Face aux dessinateurs de mangas qui sortent 48 pages en 2 semaines et face aux dessinateurs de comics qui sortent 48 pages en 2 mois, il est difficile de fidéliser un public avec des dessinateurs de bandes dessinées qui font 48 pages en 2 ans… Donc de plus en plus d'éditeurs ont opté pour la formule gagnante de la collection thématique où interviennent plusieurs auteurs (les puristes crient à l'hérésie, mais il fallait bien trouver une solution pour ne pas dépérir encore davantage face à la concurrence). C'est dans cette optique qu'après la collection "Sept" les éditions Delcourt ont continué à dégainer avec la collection "Jour J" dédié aux uchronies !

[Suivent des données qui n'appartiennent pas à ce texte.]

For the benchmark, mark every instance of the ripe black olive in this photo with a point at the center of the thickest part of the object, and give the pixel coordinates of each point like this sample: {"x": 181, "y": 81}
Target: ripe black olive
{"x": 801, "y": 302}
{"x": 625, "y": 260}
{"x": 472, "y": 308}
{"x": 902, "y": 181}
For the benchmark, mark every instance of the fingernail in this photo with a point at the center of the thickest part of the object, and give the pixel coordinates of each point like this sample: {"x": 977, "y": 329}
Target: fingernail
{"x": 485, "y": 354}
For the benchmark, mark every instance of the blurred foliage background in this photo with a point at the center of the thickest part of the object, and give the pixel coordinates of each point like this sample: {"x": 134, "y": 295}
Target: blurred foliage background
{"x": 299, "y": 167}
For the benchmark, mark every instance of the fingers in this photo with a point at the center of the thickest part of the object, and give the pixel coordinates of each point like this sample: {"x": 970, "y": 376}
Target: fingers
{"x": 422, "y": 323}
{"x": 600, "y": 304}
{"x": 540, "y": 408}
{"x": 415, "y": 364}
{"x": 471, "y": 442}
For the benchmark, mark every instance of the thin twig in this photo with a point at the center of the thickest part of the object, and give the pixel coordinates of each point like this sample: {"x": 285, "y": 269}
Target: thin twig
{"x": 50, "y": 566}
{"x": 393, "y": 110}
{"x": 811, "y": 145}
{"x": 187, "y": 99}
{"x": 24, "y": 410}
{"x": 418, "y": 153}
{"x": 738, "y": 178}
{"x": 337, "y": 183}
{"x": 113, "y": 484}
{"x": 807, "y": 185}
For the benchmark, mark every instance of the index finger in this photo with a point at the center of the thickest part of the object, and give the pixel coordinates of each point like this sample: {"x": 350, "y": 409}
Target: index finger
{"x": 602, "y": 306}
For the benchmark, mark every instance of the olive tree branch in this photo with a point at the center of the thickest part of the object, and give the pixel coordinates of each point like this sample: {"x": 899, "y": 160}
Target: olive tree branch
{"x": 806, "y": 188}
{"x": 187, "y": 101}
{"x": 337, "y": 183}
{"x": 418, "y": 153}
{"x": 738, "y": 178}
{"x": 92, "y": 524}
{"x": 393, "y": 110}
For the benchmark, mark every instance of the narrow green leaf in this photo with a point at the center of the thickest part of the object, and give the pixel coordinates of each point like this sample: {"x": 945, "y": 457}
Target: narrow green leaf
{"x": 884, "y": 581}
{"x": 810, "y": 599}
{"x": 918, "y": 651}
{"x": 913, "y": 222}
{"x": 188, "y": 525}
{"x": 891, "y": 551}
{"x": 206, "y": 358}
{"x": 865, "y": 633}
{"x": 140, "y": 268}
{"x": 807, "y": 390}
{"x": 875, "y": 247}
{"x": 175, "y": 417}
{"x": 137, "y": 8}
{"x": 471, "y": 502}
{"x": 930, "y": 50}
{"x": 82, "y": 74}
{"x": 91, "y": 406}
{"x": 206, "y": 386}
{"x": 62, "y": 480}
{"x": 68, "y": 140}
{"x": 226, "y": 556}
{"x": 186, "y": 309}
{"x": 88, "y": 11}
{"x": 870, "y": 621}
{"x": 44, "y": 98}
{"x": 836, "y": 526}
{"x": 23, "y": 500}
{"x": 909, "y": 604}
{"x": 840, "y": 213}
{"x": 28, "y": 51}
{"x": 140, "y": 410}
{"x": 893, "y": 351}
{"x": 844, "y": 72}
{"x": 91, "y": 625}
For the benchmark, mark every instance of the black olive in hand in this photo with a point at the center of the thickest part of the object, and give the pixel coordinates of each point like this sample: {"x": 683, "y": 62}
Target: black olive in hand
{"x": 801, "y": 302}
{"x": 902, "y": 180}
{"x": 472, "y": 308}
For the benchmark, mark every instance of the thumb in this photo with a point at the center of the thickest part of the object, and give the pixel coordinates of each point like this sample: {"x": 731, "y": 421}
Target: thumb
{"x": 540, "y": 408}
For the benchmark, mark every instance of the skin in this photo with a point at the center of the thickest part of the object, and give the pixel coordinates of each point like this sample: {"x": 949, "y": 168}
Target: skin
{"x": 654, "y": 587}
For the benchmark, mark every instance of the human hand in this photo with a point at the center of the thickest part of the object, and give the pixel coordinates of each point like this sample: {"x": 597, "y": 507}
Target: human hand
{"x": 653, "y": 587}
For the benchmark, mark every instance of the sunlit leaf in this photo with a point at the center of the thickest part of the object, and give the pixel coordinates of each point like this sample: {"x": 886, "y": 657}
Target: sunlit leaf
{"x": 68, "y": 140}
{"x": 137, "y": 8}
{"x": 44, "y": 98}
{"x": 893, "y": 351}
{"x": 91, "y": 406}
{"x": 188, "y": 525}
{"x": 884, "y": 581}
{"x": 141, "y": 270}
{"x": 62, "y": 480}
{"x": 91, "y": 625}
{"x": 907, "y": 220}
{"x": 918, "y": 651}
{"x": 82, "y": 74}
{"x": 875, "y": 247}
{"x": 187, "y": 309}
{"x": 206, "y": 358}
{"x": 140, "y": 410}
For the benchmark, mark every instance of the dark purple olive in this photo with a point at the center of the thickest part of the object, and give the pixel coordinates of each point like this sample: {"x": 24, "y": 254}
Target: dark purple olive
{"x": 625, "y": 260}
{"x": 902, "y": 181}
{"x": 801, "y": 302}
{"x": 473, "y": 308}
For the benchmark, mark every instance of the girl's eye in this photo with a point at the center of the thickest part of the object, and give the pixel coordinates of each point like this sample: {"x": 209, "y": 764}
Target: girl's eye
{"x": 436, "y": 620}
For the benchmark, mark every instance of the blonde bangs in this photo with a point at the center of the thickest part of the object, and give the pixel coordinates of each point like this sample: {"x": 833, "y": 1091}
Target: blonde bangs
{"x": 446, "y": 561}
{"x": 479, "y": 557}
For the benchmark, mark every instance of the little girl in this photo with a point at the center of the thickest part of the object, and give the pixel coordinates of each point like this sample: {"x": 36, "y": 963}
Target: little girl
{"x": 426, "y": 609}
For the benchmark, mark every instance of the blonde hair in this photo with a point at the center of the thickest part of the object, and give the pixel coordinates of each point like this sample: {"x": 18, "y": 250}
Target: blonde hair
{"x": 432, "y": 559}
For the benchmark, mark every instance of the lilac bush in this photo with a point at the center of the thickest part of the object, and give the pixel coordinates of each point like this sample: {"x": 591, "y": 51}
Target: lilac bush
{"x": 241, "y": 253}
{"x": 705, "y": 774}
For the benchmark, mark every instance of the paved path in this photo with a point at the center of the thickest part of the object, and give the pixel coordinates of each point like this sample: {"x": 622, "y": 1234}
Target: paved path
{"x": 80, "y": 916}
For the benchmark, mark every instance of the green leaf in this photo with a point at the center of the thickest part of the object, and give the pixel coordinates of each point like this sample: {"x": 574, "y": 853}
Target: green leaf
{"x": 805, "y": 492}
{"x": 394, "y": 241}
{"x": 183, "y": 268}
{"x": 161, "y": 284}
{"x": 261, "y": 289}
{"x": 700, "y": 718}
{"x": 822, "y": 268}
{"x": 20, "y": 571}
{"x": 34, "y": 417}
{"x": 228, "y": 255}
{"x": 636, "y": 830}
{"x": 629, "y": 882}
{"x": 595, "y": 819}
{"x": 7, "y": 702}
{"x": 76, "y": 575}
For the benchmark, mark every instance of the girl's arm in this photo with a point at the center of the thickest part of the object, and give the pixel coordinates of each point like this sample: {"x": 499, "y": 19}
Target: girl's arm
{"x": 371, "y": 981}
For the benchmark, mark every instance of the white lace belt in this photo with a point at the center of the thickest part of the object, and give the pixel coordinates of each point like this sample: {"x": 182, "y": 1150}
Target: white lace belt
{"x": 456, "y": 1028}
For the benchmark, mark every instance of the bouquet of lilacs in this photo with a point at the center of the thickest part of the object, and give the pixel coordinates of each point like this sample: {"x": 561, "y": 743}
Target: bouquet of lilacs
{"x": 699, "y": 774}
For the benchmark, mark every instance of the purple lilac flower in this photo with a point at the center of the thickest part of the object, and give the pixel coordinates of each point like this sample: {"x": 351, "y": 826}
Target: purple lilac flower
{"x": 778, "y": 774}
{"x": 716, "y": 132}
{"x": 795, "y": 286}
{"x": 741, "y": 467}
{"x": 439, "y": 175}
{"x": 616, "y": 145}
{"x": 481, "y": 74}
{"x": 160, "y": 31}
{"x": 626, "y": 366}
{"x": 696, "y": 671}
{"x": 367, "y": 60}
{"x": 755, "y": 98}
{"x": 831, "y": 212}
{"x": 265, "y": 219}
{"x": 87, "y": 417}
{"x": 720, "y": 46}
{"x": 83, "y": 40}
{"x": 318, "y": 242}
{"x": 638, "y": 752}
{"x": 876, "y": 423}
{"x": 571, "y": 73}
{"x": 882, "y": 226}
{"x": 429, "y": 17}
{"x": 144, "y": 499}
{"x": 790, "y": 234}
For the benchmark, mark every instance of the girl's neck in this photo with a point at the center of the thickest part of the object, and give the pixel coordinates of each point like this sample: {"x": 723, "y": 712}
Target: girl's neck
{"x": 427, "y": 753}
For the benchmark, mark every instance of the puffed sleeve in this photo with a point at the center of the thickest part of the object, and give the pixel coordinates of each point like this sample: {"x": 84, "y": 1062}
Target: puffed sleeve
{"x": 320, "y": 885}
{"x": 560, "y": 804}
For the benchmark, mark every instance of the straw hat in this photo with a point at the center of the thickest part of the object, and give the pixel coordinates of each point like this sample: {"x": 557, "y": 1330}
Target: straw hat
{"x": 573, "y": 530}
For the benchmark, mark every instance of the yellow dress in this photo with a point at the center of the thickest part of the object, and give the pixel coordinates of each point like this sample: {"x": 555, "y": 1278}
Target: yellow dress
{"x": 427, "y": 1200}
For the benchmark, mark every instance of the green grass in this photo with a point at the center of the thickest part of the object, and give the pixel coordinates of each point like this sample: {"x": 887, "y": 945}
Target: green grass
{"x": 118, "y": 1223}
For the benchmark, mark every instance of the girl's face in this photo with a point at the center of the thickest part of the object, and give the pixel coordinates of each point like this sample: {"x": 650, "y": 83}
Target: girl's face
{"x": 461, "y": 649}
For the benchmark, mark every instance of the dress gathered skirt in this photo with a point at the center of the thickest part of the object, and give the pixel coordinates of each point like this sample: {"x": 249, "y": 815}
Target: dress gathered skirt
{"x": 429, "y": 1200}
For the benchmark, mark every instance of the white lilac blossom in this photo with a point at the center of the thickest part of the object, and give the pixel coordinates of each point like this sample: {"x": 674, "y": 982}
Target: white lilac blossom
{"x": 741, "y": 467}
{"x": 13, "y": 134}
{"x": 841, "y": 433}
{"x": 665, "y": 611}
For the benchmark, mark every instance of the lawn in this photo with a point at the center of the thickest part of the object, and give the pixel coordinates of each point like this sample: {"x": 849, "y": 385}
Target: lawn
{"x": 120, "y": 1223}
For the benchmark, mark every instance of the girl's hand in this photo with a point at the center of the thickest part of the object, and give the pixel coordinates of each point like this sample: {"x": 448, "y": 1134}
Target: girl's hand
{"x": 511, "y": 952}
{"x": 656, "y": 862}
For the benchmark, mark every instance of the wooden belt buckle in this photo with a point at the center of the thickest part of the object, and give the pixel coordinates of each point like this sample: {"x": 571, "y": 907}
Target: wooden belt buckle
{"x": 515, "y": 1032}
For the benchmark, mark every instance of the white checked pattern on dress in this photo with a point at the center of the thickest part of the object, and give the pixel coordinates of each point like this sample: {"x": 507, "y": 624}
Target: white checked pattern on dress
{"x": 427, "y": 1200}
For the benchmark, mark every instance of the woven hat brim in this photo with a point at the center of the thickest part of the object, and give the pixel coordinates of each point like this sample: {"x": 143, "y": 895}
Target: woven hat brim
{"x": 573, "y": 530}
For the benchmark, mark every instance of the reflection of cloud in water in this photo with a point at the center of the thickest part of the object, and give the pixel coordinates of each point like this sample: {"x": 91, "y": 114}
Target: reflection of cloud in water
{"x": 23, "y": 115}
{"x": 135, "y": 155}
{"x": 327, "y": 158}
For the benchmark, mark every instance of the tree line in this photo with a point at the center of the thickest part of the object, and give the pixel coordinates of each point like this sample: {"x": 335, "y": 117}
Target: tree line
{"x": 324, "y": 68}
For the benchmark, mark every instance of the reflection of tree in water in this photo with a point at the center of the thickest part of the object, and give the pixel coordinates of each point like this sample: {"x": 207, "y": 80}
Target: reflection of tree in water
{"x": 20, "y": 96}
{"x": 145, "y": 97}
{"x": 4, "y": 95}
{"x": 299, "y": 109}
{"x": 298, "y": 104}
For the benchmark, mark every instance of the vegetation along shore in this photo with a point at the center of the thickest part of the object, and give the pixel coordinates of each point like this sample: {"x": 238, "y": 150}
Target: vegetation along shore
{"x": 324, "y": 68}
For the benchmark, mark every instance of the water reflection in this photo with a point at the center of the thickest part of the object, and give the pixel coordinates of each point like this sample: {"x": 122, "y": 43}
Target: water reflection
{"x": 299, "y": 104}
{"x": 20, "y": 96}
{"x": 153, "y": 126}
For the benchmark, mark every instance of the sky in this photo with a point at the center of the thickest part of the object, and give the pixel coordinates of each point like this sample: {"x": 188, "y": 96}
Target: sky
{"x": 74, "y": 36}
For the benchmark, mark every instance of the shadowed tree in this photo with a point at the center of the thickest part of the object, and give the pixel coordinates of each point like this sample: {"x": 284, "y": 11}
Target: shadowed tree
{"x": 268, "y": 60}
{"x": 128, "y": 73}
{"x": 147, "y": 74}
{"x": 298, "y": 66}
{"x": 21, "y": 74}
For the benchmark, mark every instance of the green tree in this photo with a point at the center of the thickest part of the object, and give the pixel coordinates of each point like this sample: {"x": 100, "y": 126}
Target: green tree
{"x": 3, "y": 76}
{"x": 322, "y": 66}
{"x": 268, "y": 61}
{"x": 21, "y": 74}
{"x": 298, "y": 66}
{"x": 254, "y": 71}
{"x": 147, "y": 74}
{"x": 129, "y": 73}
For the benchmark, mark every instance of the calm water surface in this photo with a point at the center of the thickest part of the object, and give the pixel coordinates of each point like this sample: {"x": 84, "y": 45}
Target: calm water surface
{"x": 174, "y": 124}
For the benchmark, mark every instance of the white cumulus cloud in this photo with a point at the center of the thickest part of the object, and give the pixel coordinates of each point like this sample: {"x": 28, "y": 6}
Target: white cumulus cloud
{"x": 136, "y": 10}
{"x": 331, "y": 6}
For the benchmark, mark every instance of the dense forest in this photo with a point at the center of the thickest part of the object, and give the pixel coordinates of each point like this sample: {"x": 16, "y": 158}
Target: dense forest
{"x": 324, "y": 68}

(mais il y a un truc chiant avec cette dernière, c'est qu'à chaque nouveau tome ne sait pas s'il s'agit d'un one-shot ou la première partie d'une minisérie)
Dans ce tome 23, intitulé "La République des esclaves", nous revivons la geste de Spartacus, héros de l'Antiquité qui s'est battu et qui est mort pour défendre la liberté, l'égalité et la fraternité ! Mais il s'agit peut-être moins d'une uchronie sur Spartacus que d'une uchronie sur Julius Caius César qui ici scelle son destin en deux temps. (La première fois en tuant des enfants, la deuxième fois en épargnant des enfants : les dieux sont joueurs, les dieux sont cruels…)
Le point de divergence se situe en 71 après J.-C., car ici les pirates de Cilicie ont choisi de ne pas trahir les esclaves révoltés et les ont fait passer en Sicile où ils ont pris le pouvoir pour fonder une nouvelle république qui a aboli l'esclavage. Nous nous retrouvons donc en 58 avant J.-C., et la République des affranchis est coincée entre une Rome revancharde et une province africaine de plus en plus rebelle… Dans le Game of Thrones romain, César et Crassus décident d'en finir avec elle pour avoir les mains libres d'affronter Pompée le Grand : le divin Jules n'ira donc pas en Gaule, mais en Sicile… Spartacus a été averti par les siens qu'un assassin a été envoyé pour l'éliminer, et il fait surveiller le jeune et courageux Magon qui fait les yeux doux à sa fille promise au jeune Titus, fils de Crixus.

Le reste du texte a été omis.